Korean businesses' debt ratio against gross domestic product is the highest of major emerging economies, a report says. It was 150 percent of GDP at the end of 2014, twice the average 75 percent of emerging countries.
The National Assembly Budget Office released the report, "Checking risk factors of Korean economy in 2016," Wednesday. It is based on the U.S. Treasury Department's 2015 report on financial stability, which surveyed Korea, China, Chile, Thailand, Turkey, India, Brazil, South African Republic, Russia, Mexico and Indonesia.
Korea's corporate debt ratio was even higher than the 140 percent of China, which is sometimes suspected of manipulating corporate debt and toxic assets.
Chile (120 percent), Thailand (110 percent) and Turkey (80 percent) also had above-average corporate debt ratios while India (75 percent), Brazil (70 percent), South Africa (65 percent) and Russia (55 percent) showed relatively lower ratios. Mexico (40 percent) and Indonesia (35 percent) were the lowest.
The office expressed concern about Korean businesses' high debt ratios and undue reliance on loans.
"The domestic companies have managed to handle their interest burdens and default risks thanks to low interest rates so far, but future hikes in interest rates will increase such burdens and risks," the report said. "Corporate loans are far larger in scale than household debts on average and are likely to work as additional risks to the national economy, especially if the current slump prolongs."

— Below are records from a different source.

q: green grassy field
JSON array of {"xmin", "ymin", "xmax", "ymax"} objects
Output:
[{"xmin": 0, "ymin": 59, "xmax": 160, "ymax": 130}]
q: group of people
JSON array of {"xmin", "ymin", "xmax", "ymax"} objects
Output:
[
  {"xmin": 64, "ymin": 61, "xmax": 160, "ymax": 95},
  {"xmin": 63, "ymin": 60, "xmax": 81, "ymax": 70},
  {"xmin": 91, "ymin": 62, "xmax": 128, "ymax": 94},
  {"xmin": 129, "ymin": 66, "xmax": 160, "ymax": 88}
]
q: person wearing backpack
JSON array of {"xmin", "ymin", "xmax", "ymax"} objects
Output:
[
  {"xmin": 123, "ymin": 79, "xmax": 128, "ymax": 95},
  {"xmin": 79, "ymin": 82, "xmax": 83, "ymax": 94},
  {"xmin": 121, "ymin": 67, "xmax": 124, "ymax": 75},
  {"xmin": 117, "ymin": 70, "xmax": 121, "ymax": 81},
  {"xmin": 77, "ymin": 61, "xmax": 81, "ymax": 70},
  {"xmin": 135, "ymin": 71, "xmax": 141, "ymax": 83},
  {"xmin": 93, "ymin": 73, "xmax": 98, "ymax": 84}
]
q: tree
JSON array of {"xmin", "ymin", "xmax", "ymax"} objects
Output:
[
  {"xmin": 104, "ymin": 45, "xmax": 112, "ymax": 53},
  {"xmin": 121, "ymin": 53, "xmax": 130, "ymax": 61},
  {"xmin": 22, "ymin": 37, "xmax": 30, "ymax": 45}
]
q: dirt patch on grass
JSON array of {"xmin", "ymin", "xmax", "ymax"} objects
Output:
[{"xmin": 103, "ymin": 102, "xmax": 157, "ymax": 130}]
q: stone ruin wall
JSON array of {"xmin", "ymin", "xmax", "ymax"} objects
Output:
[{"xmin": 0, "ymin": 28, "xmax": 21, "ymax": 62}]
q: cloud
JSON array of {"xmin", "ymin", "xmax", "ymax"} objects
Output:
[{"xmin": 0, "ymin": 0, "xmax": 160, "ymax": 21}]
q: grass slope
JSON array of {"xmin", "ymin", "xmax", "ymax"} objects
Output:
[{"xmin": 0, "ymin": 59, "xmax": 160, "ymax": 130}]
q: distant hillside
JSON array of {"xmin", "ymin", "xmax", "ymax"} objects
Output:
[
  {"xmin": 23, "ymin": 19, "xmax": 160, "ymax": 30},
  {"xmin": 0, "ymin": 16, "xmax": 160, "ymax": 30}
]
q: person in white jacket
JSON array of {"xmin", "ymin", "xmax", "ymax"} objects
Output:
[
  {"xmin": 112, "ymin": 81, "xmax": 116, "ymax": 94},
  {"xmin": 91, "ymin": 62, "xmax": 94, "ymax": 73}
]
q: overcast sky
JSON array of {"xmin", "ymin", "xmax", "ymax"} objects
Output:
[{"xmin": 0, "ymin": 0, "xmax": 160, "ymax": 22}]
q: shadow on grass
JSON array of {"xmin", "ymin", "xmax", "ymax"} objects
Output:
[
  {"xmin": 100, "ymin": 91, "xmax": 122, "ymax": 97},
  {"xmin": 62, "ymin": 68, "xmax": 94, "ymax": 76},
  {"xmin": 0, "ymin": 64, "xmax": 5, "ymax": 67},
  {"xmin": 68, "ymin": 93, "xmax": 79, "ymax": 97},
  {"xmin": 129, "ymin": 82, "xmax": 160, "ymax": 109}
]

According to the Bank of Korea, total liability of Korean businesses was 2,347 trillion won ($1.895 trillion) as of March 31, 2015, up 103 trillion won from a year before. Korean banks' lending to businesses also increased to 1,042.7 trillion won, a rise of 62 trillion won from the end of 2014. Corporate lending has rapidly increased since 2013, riding on low interest rates.
Economic experts here and abroad have warned against snowballing household debt as the time bomb threatening to trigger financial turmoil. But families usually have assets in excess of their debt and are less likely to cause a financial crisis than feared, they said. Corporate debt, on the other hand, is far larger in scale and, given the nation's economy is contracting much more rapidly than expected, could emerge as a bigger risk than household debt.
Increasing corporate debt leads to worsening financial health. The share of companies with a debt ratio of 200 percent or higher rose from 12.3 percent at the end of 2014 to 12.9 percent at June 30 last year.
Corporate solvency has been on a steady decline, too. The ratio of businesses with interest coverage rate of lower than 100 percent, which refer to firms that cannot pay interest with operating income, rose to 35.3 percent in the first half of 2015, from 33.5 percent a year ago. Small and medium enterprises, in particular, saw the ratio jump from 42 percent to 44.6 percent over the period.
"These indicate the failure to restructure marginal businesses has resulted in the mass appearance of ‘zombie firms' that subsist on low interest rates," a central banker said, requesting anonymity. "If interest rates go up, a chain insolvency of these zombie companies and their numerous suppliers will follow, shaking the financial sector, dragging down sovereign rating and hurting the national economy."
Korean companies' ability to pay interest through business activities, as measured by operating surplus divided by interest payment, was also weaker than major countries, at 4.3 times, compared with Japanese businesses' 14.3 times, German companies' 10.2 times and British enterprises' six times.
"Businesses in these advanced countries have enhanced their interest-paying ability through debt restructuring in the wake of the global financial crisis, but Korean companies have failed to do so," another BOK official said.